A staggering 94% of those surveyed in a recent Debt Rescue study experienced a cash shortage during the past year.
This could be due to changing work statuses.
A noteworthy 34% lost their jobs, contributing to South Africa’s unemployment rate breaking through the 32% ceiling, with 22% being retrenched and 17% receiving a pay cut.
The results are based on feedback from 1 300 South Africans who were polled online in March and April.
“While there is a definite uptick both sentimentally and economically, thanks in part to a rebound in commercial activity and the absence of a third wave following the Easter holidays, consumers are still feeling the hangover of the pandemic on their financial standing,” said Debt Rescue CEO Neil Roets.
To help cope financially, of those who dipped into their bond or savings, 36% used the funds to pay for day-to-day living expenses, while 30% turned to family and friends for help, while 10% sold some of their assets.
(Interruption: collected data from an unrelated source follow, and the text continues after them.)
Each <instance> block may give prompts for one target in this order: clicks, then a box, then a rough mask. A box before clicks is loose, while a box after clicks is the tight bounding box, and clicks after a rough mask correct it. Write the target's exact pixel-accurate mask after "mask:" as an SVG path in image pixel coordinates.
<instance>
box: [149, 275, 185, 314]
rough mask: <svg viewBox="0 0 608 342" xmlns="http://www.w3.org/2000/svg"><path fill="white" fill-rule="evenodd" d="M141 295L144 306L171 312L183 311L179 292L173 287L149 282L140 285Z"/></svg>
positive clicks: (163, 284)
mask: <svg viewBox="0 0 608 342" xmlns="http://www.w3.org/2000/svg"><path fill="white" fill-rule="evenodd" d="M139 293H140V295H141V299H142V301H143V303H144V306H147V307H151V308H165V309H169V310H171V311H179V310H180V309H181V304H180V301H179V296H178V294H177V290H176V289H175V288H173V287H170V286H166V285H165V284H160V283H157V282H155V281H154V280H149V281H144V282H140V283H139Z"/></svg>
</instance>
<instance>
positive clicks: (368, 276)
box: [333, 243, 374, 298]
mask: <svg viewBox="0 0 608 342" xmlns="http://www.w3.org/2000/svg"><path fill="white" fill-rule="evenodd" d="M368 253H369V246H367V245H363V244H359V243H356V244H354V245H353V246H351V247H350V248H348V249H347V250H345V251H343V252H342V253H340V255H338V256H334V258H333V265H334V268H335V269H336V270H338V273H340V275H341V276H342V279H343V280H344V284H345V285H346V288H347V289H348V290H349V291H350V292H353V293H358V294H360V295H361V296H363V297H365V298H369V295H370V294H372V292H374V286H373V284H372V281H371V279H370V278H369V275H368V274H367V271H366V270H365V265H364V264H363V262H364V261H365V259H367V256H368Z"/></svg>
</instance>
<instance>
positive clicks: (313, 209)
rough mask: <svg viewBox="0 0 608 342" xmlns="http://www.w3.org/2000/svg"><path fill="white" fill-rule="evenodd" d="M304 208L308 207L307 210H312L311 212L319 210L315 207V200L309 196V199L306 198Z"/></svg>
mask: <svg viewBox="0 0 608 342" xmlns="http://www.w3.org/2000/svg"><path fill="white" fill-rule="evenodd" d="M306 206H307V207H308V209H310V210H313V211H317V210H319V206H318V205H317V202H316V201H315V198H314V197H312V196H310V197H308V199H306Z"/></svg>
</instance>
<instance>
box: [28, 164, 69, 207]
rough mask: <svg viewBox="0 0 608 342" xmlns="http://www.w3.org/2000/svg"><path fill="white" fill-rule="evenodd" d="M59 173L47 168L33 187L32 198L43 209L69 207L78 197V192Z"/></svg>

He said the silver lining, if one can call it that, of Covid-19’s impact is that the majority (83%) of those surveyed have initiated a conversation with their family about money management in the past year, while 61% have put a money plan in place.
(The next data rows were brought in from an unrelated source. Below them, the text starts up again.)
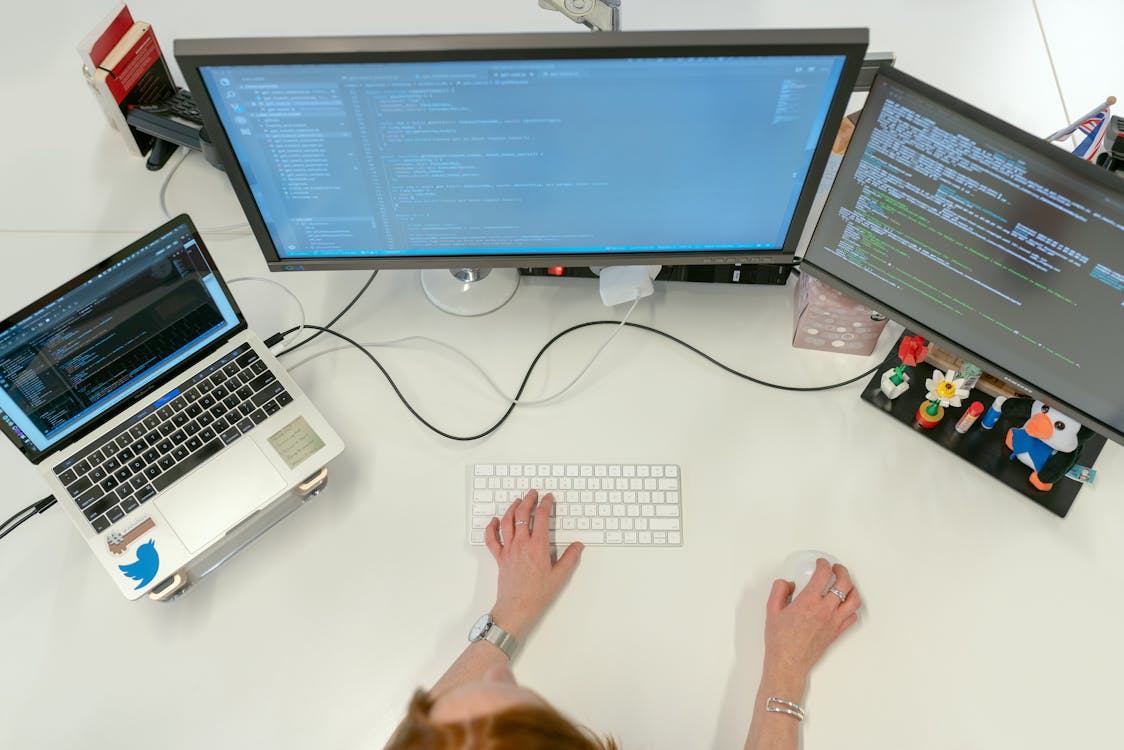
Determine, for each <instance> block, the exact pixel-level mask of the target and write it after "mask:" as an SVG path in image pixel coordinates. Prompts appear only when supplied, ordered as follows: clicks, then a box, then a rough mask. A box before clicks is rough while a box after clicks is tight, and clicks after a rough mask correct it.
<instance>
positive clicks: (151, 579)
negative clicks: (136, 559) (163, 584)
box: [117, 539, 160, 590]
mask: <svg viewBox="0 0 1124 750" xmlns="http://www.w3.org/2000/svg"><path fill="white" fill-rule="evenodd" d="M117 567H118V568H120V569H121V572H123V573H125V575H126V576H128V577H129V578H132V579H133V580H136V581H140V582H139V584H137V585H136V588H135V589H133V590H136V589H137V588H144V587H145V586H147V585H148V584H151V582H152V579H153V578H155V577H156V570H158V569H160V553H157V552H156V540H153V539H149V540H148V541H147V542H145V543H144V544H142V545H140V546H139V548H138V549H137V561H136V562H130V563H129V564H127V566H117Z"/></svg>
“Bad times lead to a change in behaviour, and we can see from our study that consumers are taking financial responsibility, given that 44% said they have become more aware of their spending habits while 29% are trying to reduce the amount of debt they have,” said Roets.
While consumers try to manage their financial situations and lifestyles better, the broader economic context is not necessarily rosy. Petrol increased by a massive R1 a litre, diesel by 66c and illuminating paraffin by 37c in April.
This has created a knock-on effect on the cost of food and other goods that are reliant on transport. Commuting costs similarly increased. Eskom had to raise fees by as much as 15% last month as a result of the Joburg High Court ordering that an amount of R10-billion be added to Eskom’s allowable revenue to be recovered from tariff customers in the 2021/22 financial year.
Inflation also increased in March to 3.2% and is likely to increase further.